Foods
SINCE YOU HAVE TO
EAT every
day anyway, might as well include some foods that helps suppress or satisfy appetite, right? Some foods have
higher “satiety” value than others. And some foods have proven appetite-suppressing effects.
Each of
us is unique, of course, so our body also has its own unique physiology. You will need to experiment with some
of the following food items to see which “work” for you. Some will work better for you than for someone else—and
vice versa.
The best
foods for satiety and appetite suppression have at least some of the following characteristics. They
are:
-
High in water
and/or fiber content
-
Contain “good”
fats for satiety (such as Omega-3s)
-
Are “nutrient
dense” (a high ratio of essential nutrients to calories)
In this
list, you’re likely to find a few that help a LOT when the “hungries” attack you:
Celery and Carrot
Sticks
High in
both water and fiber content, as well as needed minerals. Keep some fresh-cut sticks handy in the fridge, along
with other veggie snacks such as cherry tomatoes and cauliflower and broccoli pieces.
Salads and Leafy Green
Veggies
Leafy
green veggies (lettuce, cabbage, bok choy, chard, kale, etc.)—whether in salads, stir fry, green smoothies, or
just raw—have so few calories that you really don’t even have to count them when working to lose weight. That’s
true: You can have green leafy veggies in unlimited quantities and never record their calories. They are “free”

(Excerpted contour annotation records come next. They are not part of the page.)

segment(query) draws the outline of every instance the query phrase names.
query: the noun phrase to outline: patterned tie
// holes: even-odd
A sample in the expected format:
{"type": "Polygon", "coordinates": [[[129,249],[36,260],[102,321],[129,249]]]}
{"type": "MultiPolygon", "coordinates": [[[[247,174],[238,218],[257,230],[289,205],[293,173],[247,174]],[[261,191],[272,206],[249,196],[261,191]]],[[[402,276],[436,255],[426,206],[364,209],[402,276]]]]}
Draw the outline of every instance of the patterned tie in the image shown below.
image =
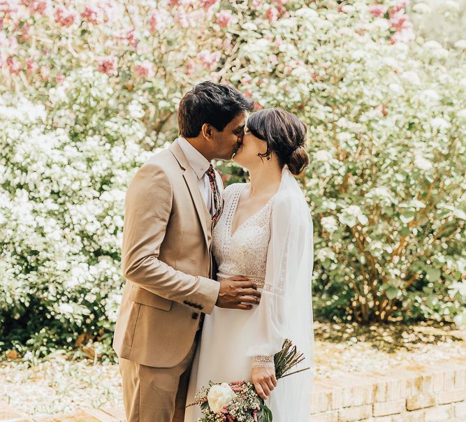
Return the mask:
{"type": "Polygon", "coordinates": [[[212,196],[214,198],[214,206],[212,207],[213,215],[212,216],[212,223],[217,222],[217,219],[220,217],[221,212],[221,198],[220,197],[220,191],[217,184],[217,180],[215,177],[215,171],[212,164],[209,169],[205,172],[205,174],[209,177],[209,182],[210,183],[210,189],[212,189],[212,196]]]}

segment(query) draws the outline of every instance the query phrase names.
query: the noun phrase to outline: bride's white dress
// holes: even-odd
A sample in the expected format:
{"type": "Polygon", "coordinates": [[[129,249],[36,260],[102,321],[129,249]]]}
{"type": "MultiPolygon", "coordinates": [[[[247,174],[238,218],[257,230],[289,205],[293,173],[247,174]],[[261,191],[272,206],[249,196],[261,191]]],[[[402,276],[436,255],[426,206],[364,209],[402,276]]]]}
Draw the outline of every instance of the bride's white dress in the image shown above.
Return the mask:
{"type": "MultiPolygon", "coordinates": [[[[274,366],[284,338],[305,354],[297,368],[313,365],[311,275],[312,223],[304,196],[285,167],[280,187],[234,231],[232,223],[246,184],[224,191],[224,208],[213,232],[212,252],[221,280],[244,275],[262,292],[252,310],[214,307],[205,315],[191,373],[187,404],[209,381],[251,381],[253,366],[274,366]]],[[[279,379],[266,403],[274,422],[310,420],[312,370],[279,379]]],[[[187,409],[184,422],[202,416],[187,409]]]]}

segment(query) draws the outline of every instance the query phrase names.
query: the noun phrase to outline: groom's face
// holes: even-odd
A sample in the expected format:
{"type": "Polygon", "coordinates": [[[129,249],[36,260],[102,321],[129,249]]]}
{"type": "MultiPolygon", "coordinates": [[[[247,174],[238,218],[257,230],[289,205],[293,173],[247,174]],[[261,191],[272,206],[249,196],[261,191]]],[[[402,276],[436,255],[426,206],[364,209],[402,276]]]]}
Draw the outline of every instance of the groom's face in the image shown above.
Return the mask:
{"type": "Polygon", "coordinates": [[[230,160],[242,143],[246,115],[241,113],[231,120],[221,132],[214,129],[214,156],[221,160],[230,160]]]}

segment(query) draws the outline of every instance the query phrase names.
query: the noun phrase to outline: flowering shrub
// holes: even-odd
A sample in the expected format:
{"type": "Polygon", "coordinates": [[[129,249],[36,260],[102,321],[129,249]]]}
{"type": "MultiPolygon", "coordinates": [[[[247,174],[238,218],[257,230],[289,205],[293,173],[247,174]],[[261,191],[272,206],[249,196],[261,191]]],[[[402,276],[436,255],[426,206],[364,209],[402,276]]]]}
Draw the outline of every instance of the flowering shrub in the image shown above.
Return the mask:
{"type": "Polygon", "coordinates": [[[466,321],[466,43],[424,41],[409,8],[0,2],[3,347],[109,344],[126,187],[205,79],[307,124],[321,314],[466,321]]]}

or “negative calorie” foods, when it comes to weight loss. The reason: It takes as many calories for your body
to digest them as these veggies add to your daily caloric intake.
But even
though they don’t contribute any calories worth counting, they do contribute another huge benefit: They help
fill your stomach and turn off the brain’s hunger signals—another way of saying they help suppress your
appetite.
Most
people don’t like to eat leafy greens plain, though a few hardy souls do! Perhaps the most common way to add
leafy greens to your diet is in the form of salads.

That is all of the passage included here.